I sintomi e la durata di Omicron 5: tutto quello che è bene sapere

La nuova variante covid é molto contagiosa, ecco tutto quello che é bene sapere sull’Omicron 5, i sintomi e la durata.

L’Omicron 5 e la recente variante che si é diffusa a macchia d’olio nell’ultimo periodo, é molto più contagiosa delle ultime e recenti sottovarianti, ma ha una durata differente rispetto alle altre con sintomi però talvolta più evidenti. Ecco tutto quello che é bene sapere sull’Omicron e le precauzioni da applicare.

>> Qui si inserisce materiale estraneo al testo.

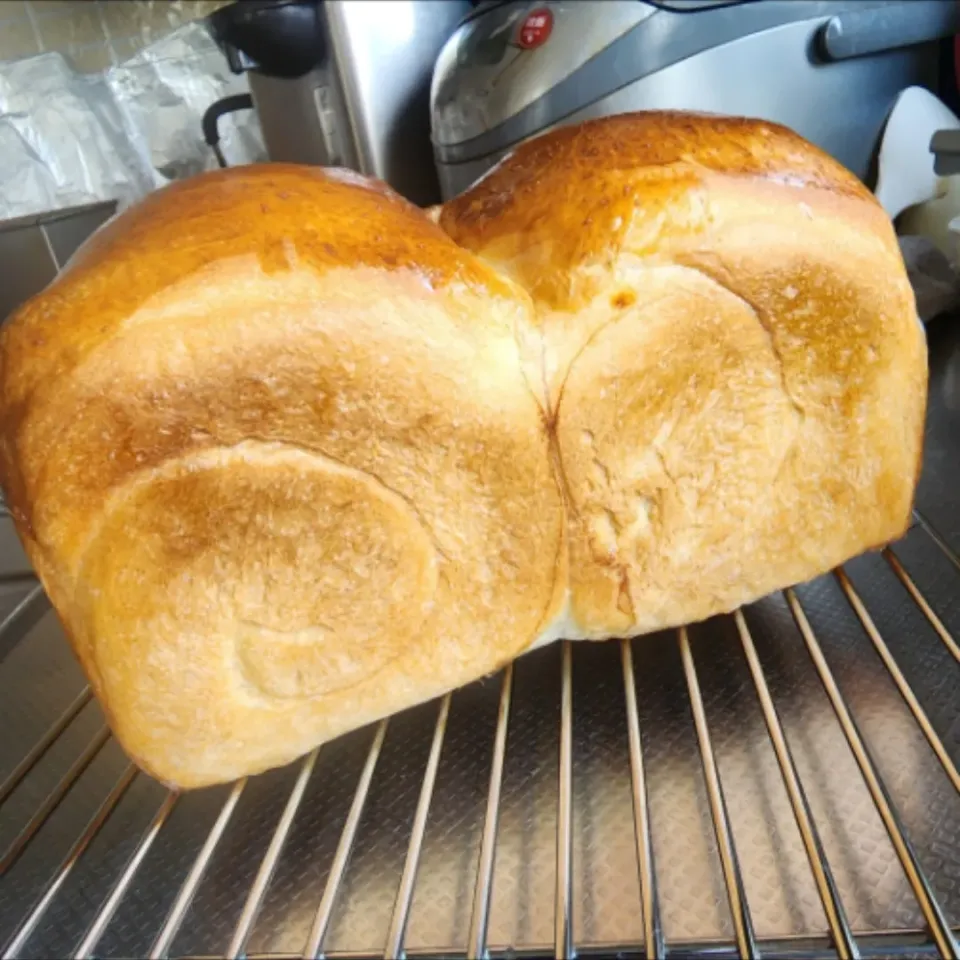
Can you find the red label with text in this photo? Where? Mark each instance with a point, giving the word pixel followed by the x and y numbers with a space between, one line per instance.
pixel 536 29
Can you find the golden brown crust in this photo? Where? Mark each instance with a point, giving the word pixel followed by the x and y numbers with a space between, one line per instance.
pixel 276 492
pixel 730 351
pixel 290 455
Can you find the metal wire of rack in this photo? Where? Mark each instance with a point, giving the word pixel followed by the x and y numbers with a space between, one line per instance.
pixel 781 782
pixel 842 939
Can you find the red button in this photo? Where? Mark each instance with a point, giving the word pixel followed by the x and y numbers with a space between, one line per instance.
pixel 536 29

omicron 5 sintomi e durata

Rispetto alle altre varianti Omicron o Delta, questa sembra davvero impossibile da scansare, molto più contagiosa rispetto altre altre e con sintomi più incisivi, ma ha anche alcuni piccoli vantaggi, in particolare la durata. Ecco i dettagli.

Come si contagia

L’Omicron 5 così come le altre varianti anche recenti, si contagia per contatto diretto con un positivo, quando quest’ultimo starnutisce, tossisce, parla o respira e si trova in prossimità di altre persone. Il contagio può avvenire anche tramite una stretta di mano o un eventuale vicinanza a meno di due metri soprattutto nella stessa stanza. Anche però toccando oggetti in cui c’è appena stato un eventuale starnuto, anche se il virus delle ultime varianti sembra possa durare fino ad 8 giorni oppure toccando fazzoletti sporchi.

Sintomi

Tra i sintomi più comuni dell’Omicron 5 ci sono mal di gola, in alcuni casi anche molto forte, dolori diffusi articolari e muscolari, in più mal di testa, raffreddore in alcuni casi, ma in genere in forma lieve e molta stanchezza. Questi sono sicuramente sintomi perlopiù presenti anche in altre varianti ma in modo specifico e significativo più evidenti in questa variante.

Come si cura

Dato che i sintomi sono talvolta molto incisivi, é consigliabile sotto prescrizione medica, l’utilizzo di farmaci antipiretici come il paracetamolo, oppure antinfiammatori come l’ibuprofene. Secondo gli esperti é invece sconsigliabile l’assunzione di cortisone o antibiotici. Questi medicinali o cure differenti, devono essere sempre e comunque consigliate dal medico di fiducia, mai curarsi senza supervisione medica.

L’efficacia dei tamponi

Non é facile ad oggi registrare un numero esatto di positivi, in quanto é impossibile dato che molti praticano in casa i tamponi e non vengono registrati sulla piattaforma facendolo all’ASL, in farmacia o dal medico curante. Questi ultimi, se antigenici, sembrano avere un’efficacia alta quindi si può stare tranquilli, ma vanno fatti almeno un giorno dopo la presenza di sintomi in atto per evitare un risultato falsato.

Il tempo di isolamento

Di norma l’isolamento è la separazione delle persone infette contagiose dalle altre persone, per prevenire la diffusione dell’infezione e la contaminazione degli ambienti. In caso di positivi asintomatici, é previsto un isolamento di 10 giorni con tampone dimostrativo al termine di questi ultimi. In caso di positivi sintomatici 10 giorni di cui 3 senza sintomi e tampone di conferma al termine di essi. Il tempo può variare a seconda di casi è sintomi. Ma negli ultimi periodi sembra basti una sola settimana per risultare negativi, quindi sintomi più marcati, ma sicuramente vanno via prima del previsto.

L’importanza del vaccino

Secondo continui ed incessanti studi, i vaccini stanno dando la loro efficacia, questi ultimi infatti proteggono da conseguenze gravi ecco perché soprattutto per soggefragili, gli over 60 o forse anche 50, in autunno sarà disponibile la quarta dose che aiuterà a combattere anche le nuove varianti, con un vaccino bivalente. Andando avanti il virus sarà sempre più debole e raggiungeremo l’immunità di massa secondo gli studi e il covid sarà finalmente solo un brutto ricordo.